Author: Tina Gasperson
As you might expect of a hacker-oriented site, the owner of WBGlinks.net keeps his identity hidden, but he is very much an open source guy, calling closed source bad and making it known that his site runs on Linux, thank you very much. He calls himself “proficient” with OpenBSD, Linux, Solaris, SunOS, Hurd, FreeBSD, yada, yada, yada, and even Windows Server 2003.
The top news story on a recent day was one titled “Unpatched Linux Stays Secure for Months,” from securitypipeline.com. The rest of the headlines were more Windows-related security links.
The really cool parts of this site are the less obvious ones, like the links section. Several of these links are actually pages on the wgblinks.net site, like the History of the Internet, or the article entitled “Improving the Security of Your Site by Breaking Into It,” written by Dan Farmer of Sun and Wietse Venema of Eindhoven University of Technology. “The Faces in Front of the Monitors” is a very cool and very thorough pictoral history of information technology that had just been updated when I visited.

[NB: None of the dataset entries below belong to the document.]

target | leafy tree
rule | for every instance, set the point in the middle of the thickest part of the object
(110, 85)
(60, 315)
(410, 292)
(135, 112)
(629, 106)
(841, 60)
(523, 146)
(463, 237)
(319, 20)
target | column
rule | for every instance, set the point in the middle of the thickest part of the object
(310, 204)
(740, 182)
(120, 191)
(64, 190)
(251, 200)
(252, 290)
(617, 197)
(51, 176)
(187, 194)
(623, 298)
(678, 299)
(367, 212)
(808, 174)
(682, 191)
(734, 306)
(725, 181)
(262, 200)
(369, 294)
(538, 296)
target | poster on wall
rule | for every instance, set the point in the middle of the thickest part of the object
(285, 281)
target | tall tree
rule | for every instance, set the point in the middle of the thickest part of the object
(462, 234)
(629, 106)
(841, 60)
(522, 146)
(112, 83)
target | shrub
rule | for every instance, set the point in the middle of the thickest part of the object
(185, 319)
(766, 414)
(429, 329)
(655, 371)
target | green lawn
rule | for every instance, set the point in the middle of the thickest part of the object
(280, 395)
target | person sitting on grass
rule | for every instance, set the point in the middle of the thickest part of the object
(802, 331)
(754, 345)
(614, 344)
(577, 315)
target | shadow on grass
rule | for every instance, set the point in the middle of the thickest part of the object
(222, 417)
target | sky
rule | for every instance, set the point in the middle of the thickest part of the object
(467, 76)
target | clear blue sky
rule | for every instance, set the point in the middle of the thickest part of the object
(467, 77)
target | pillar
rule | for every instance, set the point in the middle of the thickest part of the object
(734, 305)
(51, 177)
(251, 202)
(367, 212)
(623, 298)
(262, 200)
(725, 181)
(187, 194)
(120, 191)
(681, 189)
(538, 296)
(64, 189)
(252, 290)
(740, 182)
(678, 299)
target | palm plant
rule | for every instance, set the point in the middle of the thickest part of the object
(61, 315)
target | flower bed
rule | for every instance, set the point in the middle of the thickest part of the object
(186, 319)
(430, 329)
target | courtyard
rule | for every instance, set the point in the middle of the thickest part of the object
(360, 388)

Echo also links to other security sites and blogs, as well as important papers on Linux, open source, free software, and security issues. He’s also given nods to some BSD, KDE, and GNOME sites. What I’d like to see at WBGlinks.net but didn’t is a section devoted to hand-holding for all those naive computer users that Echo kvetches about. Why not develop a step-by-step guide to security for Windows users, and a comparison guide that might tempt them to try Linux once they see how secure it is out of the box and how easy it is to use, even compared to Windows? That would go a long way toward dispelling FUD, Mr. Echo.